Prostate cancer is uncommon in men under 40 and most commonly detected when a man is in his mid-60s. Because prostate cancer is typically slow-growing, there may not be many physical signs pointing to prostate cancer. Most often a routine prostate cancer screening blood test, the PSA test, will detect the start of prostate cancer before the patient notices changes in his body.
However, if you notice any of the following symptoms you should speak with your physician. These could be signs of prostate cancer or other non-cancerous prostate conditions.
- Sudden urge to urinate
- Frequent need to urinate, especially at night
- Difficulty starting urination and/or straining to empty bladder
- Weak, dribbling, or interrupted flow of urine
- Blood in the urine or in semen
- Pain in the back, hips or pelvis that doesn’t go away
- Recent trouble getting an erection (erectile dysfunction or ED)
- Painful ejaculation
Urination issues could be related to benign prostatic hypertrophy (BPH), which is a common condition that is the non-cancerous enlargement of the prostate. ED issues could be related to factors such as smoking, diabetes, cardiovascular disease, or simply getting older.
To be safe, you should always speak to a doctor if you’re experiencing these signs so that a screening test can be done.

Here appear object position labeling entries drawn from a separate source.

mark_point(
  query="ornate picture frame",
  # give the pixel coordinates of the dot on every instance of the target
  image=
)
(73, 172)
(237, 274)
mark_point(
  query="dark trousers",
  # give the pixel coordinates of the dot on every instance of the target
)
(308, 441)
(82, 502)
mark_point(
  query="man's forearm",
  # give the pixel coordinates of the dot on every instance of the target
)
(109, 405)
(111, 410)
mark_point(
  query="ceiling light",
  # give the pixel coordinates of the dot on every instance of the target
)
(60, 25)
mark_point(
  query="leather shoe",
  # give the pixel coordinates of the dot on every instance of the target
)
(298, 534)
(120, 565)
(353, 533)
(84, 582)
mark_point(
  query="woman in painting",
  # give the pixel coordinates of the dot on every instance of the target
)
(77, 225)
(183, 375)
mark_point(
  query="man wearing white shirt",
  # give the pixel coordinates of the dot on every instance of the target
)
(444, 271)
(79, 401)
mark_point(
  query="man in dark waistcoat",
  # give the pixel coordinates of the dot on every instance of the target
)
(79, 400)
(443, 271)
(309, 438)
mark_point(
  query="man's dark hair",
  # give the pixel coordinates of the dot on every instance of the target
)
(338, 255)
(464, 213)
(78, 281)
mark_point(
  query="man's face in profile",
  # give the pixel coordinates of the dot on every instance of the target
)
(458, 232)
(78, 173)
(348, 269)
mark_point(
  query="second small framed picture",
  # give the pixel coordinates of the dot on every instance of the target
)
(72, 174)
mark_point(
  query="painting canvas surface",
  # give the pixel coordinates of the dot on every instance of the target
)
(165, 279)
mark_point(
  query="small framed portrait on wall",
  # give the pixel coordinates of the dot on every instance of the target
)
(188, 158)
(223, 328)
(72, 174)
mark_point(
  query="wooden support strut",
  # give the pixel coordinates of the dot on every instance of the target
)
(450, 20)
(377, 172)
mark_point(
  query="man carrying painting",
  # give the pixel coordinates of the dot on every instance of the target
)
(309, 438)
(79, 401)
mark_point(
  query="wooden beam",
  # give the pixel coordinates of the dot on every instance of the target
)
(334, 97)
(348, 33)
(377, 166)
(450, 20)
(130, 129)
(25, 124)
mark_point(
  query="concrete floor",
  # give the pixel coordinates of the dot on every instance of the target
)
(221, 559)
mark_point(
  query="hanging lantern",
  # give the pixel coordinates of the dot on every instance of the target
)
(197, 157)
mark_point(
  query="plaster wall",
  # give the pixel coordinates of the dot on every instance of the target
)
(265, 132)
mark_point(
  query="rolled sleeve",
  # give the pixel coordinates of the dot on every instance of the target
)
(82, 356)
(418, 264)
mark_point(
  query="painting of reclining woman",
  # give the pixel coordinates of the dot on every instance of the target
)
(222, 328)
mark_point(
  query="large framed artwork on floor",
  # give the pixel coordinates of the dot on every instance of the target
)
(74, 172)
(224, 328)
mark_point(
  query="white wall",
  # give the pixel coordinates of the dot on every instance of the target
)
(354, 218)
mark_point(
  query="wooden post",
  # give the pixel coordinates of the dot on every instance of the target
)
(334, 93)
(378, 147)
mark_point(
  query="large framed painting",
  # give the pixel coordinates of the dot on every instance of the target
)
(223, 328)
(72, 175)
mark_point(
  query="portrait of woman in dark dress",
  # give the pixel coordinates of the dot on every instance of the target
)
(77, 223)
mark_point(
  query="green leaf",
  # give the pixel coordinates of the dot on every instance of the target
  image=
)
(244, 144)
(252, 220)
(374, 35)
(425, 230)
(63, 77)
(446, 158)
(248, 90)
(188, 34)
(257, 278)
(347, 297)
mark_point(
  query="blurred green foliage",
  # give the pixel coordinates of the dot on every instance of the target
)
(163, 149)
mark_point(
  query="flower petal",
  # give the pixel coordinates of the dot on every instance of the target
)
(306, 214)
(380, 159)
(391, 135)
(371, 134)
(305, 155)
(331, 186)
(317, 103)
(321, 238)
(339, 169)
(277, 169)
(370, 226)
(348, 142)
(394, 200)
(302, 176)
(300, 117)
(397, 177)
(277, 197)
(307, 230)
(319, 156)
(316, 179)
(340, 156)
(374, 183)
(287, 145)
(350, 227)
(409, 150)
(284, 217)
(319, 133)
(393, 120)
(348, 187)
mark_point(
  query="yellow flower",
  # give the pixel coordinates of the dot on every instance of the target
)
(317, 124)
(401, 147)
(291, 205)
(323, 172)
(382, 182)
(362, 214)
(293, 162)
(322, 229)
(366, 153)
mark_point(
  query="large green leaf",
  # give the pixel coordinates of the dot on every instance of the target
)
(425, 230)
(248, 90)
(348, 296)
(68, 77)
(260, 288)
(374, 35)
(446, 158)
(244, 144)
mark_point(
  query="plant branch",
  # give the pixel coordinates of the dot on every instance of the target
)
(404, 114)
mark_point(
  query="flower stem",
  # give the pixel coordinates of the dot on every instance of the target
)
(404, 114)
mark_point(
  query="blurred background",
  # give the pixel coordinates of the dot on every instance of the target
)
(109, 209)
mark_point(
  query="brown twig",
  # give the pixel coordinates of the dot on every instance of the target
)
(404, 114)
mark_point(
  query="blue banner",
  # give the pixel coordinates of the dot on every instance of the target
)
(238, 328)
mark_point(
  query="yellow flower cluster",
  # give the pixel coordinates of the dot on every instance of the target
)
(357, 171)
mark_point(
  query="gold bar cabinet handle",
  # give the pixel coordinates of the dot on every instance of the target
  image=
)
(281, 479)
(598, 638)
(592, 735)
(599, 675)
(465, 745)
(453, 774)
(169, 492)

Regular screenings, about once a year for men over age 50 if there is no family history of prostate cancer, can help your doctor diagnose prostate cancer earlier which means a better chance of a positive outcome. The American Cancer Society suggests annual screenings starting at age 50, but when you begin being screened for prostate cancer will depend on your family history, medical history, and risk factors. Together, you can decide what would be best for you.